So I'm Austin. I'm a Solutions Engineer here at Metronome, so I've helped develop and land and expand some of our largest clients as well as our startup program, which I'll tell you more about towards the end of this presentation. Metronome does support some of the largest names in AI as well as usage-based software today. So those are names that you might have heard of like OpenAI and Confluent, as well as Anthropic, NVIDIA, LangChain. It's been pretty fun walking around the expo floor this week and seeing a lot of the logos that we've helped support, grow, and grown with over the past several years.

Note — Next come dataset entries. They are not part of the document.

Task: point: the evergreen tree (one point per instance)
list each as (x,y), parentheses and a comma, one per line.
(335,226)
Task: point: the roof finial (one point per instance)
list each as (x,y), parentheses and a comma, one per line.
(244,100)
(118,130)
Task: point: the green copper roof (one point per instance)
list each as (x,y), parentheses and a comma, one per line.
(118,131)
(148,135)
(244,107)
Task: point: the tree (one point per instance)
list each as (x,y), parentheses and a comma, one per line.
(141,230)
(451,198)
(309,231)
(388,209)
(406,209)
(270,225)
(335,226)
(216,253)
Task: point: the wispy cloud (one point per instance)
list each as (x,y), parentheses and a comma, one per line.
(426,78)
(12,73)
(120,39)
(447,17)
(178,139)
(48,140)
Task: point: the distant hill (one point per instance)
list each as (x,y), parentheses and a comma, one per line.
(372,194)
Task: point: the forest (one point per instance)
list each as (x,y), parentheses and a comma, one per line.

So why must usage-based billing modernization be infrastructure in this modern age? I think we're all familiar with the previous eras of software. You sell a license, you kind of forget, and they use as much or as little of that service as you provide. Then we moved to SaaS, subscription, consumption, seats, a little bit more of this value match. But as you can see, let's try out the laser clicker, that's fun. We are here at the nexus of this new era, this agentic outcome, workflows, actions, hybrid, you name it. We are seeing new pricing models be invented nearly, I wouldn't say every day, but it's pretty common, and they're all coming into Metronome and discussing with us about how to meet the value of their product with their end customers.
And it's also safe to say that Metronome is here and has been here to support these pricing models, things that we like to call hybrid, which are really exciting. So as companies transition from pure seats to seats with allocations, trying to understand and meet that value with their end customers while also understanding that the underlying cost structure of their service is changing. LLMs are obviously pure usage, and so when you actually use them, you're burning down on something, you're incurring costs. It's very difficult to match that towards a seat or subscription, so we're moving in this new age where, as I'm sure you're seeing from the entire expo floor, everybody's talking about agentic pricing. It's very difficult to just slap that onto a subscription and say that you're done.
Monetization is now real time. So in the past, billing used to be this kind of slow humdrum service. You'd batch processes, you give your customers a monthly invoice. They're all backward looking. You have to update things in spreadsheets. It's all kind of relegated to the back office. Finance doesn't really care or talk to anybody else. It's really about collecting bills at the end of the month, and those subscriptions are really what they are. They're really detached from the product experience and detached from that value that we're talking about.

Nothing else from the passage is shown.